Coupling Spin Defects in a Layered Material to Nanoscale Plasmonic Cavities

TL;DR

This paper demonstrates a scalable method to significantly enhance the photoluminescence of spin defects in hexagonal boron nitride by coupling them to a plasmonic cavity, improving quantum sensing capabilities.

Contribution

The study introduces a novel plasmonic cavity design that boosts emission from spin defects in 2D materials, advancing quantum sensing applications.

Findings

Two orders of magnitude increase in photoluminescence.

Twofold enhancement in magnetic resonance contrast.
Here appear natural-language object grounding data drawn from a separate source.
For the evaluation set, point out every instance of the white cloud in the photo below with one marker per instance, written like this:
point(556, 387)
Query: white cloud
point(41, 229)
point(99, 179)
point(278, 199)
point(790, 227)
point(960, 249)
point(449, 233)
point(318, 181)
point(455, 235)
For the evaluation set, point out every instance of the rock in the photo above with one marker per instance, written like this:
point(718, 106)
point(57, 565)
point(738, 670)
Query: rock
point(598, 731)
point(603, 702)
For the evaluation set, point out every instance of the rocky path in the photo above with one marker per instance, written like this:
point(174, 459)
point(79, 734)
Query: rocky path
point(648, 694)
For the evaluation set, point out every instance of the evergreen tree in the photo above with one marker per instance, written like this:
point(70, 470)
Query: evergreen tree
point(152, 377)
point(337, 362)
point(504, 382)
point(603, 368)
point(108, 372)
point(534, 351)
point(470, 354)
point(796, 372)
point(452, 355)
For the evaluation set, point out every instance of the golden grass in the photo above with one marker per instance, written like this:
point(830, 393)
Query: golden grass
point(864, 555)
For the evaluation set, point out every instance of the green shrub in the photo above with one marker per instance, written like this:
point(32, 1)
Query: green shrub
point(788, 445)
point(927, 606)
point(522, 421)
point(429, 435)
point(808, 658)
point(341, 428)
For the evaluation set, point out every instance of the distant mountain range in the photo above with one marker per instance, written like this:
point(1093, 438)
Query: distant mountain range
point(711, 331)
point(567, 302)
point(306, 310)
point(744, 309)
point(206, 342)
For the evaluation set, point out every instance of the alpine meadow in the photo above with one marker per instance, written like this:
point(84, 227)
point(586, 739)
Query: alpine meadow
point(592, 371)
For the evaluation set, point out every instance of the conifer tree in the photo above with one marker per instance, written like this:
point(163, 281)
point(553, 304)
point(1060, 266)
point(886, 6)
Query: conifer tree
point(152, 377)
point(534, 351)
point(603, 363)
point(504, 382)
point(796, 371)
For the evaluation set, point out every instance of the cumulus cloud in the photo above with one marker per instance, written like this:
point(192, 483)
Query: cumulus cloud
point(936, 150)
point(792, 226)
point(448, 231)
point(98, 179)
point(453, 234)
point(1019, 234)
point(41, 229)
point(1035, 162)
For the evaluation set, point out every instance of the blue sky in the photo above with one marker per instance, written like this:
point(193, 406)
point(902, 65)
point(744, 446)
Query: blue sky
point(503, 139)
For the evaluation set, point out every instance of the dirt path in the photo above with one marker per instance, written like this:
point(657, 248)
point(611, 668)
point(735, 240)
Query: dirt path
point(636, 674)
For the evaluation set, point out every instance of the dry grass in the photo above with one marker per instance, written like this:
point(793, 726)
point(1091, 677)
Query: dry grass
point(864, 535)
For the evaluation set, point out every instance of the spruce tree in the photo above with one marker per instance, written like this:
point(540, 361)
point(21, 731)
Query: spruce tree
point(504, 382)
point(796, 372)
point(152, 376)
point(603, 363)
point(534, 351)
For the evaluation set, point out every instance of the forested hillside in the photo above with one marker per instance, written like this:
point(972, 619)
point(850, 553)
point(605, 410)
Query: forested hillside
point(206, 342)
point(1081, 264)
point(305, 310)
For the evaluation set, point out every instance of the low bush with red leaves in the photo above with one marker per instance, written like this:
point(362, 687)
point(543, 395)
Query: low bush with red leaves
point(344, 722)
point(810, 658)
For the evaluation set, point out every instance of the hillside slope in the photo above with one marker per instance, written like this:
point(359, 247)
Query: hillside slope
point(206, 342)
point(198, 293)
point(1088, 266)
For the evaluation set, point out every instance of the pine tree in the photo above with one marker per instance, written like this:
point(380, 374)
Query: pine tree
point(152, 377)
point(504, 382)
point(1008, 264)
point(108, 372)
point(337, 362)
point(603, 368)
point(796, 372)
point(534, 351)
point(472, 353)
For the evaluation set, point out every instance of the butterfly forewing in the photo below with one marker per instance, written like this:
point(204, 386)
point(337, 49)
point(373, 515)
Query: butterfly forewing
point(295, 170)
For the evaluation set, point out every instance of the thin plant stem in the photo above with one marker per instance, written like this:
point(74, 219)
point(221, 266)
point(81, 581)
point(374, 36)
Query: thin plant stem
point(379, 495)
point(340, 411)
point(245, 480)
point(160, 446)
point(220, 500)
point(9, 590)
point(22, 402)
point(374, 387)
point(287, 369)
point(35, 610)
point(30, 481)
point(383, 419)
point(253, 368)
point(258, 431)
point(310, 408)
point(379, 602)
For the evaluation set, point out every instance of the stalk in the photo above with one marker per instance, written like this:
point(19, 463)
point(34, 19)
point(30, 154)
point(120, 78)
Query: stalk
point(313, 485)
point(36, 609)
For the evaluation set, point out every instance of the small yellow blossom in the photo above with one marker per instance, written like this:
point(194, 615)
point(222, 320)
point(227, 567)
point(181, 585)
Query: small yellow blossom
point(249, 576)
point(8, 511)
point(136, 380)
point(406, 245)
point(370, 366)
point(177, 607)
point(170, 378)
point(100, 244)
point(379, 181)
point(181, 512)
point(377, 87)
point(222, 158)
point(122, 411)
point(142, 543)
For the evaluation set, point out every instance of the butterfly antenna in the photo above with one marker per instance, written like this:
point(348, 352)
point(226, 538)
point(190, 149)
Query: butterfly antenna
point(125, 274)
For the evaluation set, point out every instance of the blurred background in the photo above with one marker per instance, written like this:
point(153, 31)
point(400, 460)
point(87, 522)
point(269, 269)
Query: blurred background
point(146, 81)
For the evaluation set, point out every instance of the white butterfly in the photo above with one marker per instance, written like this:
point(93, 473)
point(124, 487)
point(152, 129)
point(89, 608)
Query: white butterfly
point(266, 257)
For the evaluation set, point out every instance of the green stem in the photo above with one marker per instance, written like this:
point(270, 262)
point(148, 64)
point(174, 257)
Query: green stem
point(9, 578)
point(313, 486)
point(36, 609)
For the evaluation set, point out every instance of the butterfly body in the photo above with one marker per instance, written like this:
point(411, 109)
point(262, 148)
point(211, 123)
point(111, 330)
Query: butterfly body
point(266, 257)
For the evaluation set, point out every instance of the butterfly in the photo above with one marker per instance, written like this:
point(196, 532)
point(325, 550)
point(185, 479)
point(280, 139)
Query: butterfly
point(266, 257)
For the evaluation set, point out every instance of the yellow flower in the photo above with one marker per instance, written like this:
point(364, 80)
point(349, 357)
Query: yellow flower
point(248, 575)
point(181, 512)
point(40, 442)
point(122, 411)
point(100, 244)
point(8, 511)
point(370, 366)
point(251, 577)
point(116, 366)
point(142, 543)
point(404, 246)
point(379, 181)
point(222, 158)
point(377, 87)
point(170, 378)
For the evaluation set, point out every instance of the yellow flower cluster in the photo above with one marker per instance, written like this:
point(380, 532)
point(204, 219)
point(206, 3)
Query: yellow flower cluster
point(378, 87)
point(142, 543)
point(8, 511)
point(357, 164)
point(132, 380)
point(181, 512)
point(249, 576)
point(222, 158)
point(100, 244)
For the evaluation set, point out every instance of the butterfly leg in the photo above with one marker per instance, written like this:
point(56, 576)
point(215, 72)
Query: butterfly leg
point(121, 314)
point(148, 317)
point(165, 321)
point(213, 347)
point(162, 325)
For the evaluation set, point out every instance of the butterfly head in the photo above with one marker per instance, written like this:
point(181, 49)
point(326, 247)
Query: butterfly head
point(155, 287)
Potential for improved quantum sensing devices.

Abstract

Spin defects in hexagonal boron nitride, and specifically the negatively charged boron vacancy (VB) centres, are emerging candidates for quantum sensing. However, the VB defects suffer from low quantum efficiency and as a result exhibit weak photoluminescence. In this work, we demonstrate a scalable approach to dramatically enhance the VB- emission by coupling to a plasmonic gap cavity. The plasmonic cavity is composed of a flat gold surface and a silver cube, with few-layer hBN flakes positioned in between. Employing these plasmonic cavities, we extracted two orders of magnitude in photoluminescence enhancement associated with a corresponding 2 fold enhancement in optically detected magnetic resonance contrast. The work will be pivotal to progress in quantum sensing employing 2D materials, and realisation of nanophotonic devices with spin defects in hexagonal boron nitride.